MAKING STRAIGHT LINES LOOK CROOKED
We say that "seeing is believing," but it is not very hard to deceive the eye. The lines in [Fig. 13] look absolutely parallel, and they are; but cross-hatch the spaces between them, with the hatching reversed in alternate spaces, as in [Fig. 14], and they no longer look straight. Take the letters on the left, [Fig. 15.] They look all higgledy-piggledy, but they are really straight and parallel, as one can prove by laying a straight-edge against them, or by drawing a straight line through each letter, as shown at the right, [Fig. 16.] Such illusions were used on ships. Stripes were painted on the hull that tapered slightly, from bow to stern, so that the vessel appeared to be headed off at an angle, when it was really broadside to the watcher at the other end of the periscope.

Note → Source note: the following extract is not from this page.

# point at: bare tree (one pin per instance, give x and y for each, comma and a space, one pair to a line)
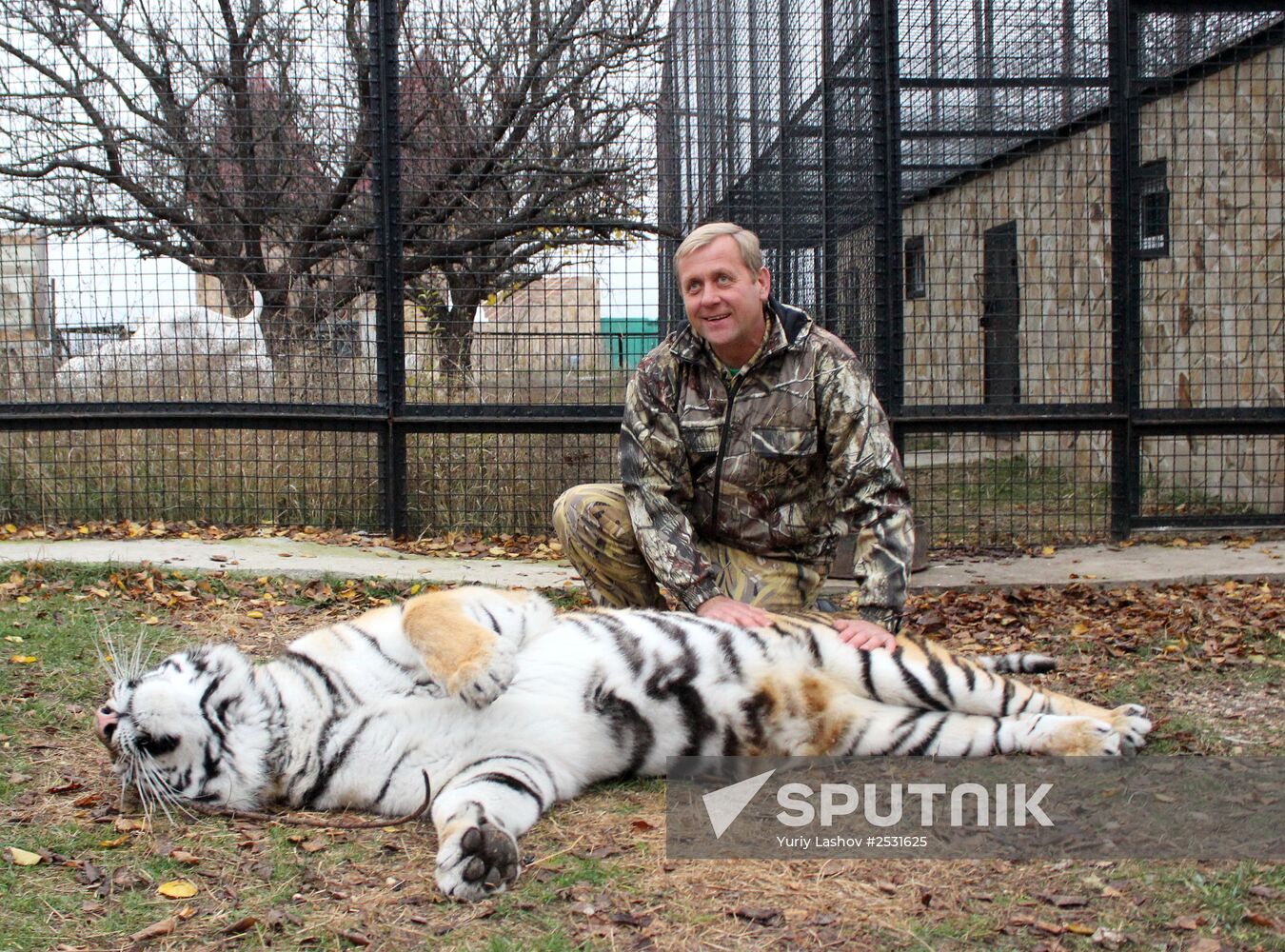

Fig. 13. Parallel lines that look straight
Fig. 14. Parallel lines that do not look straight
Courtesy of the Submarine Defense Association
Fig. 15. Letters that look all higgledy-piggledy, but are really straight
There are color illusions, too, that were tried. If you draw a red chalk-mark and a blue one on a perfectly clean blackboard, the red line will seem to stand out and the blue one to sink into the black surface of the board, because your eye has to focus differently for the two colors, and a very dazzling effect can be had with alternating squares of blue and red. Other colors give even more dazzling effects, and some of them, when viewed at a distance, will blend into the very shade of gray that will make a boat invisible at six miles. When U-boat commanders took observations on a ship painted with a "dazzle" camouflage, they saw a shimmering image which it was hard for them to measure on the fine graduations of their periscopes. Some ships were painted with heavy blotches of black and white, and the enemy making a hasty observation would be apt to focus his attention on the dark masses and overlook the white parts. So he was likely to make a mistake in estimating the height of the smoke-stack or in measuring the apparent length of a vessel.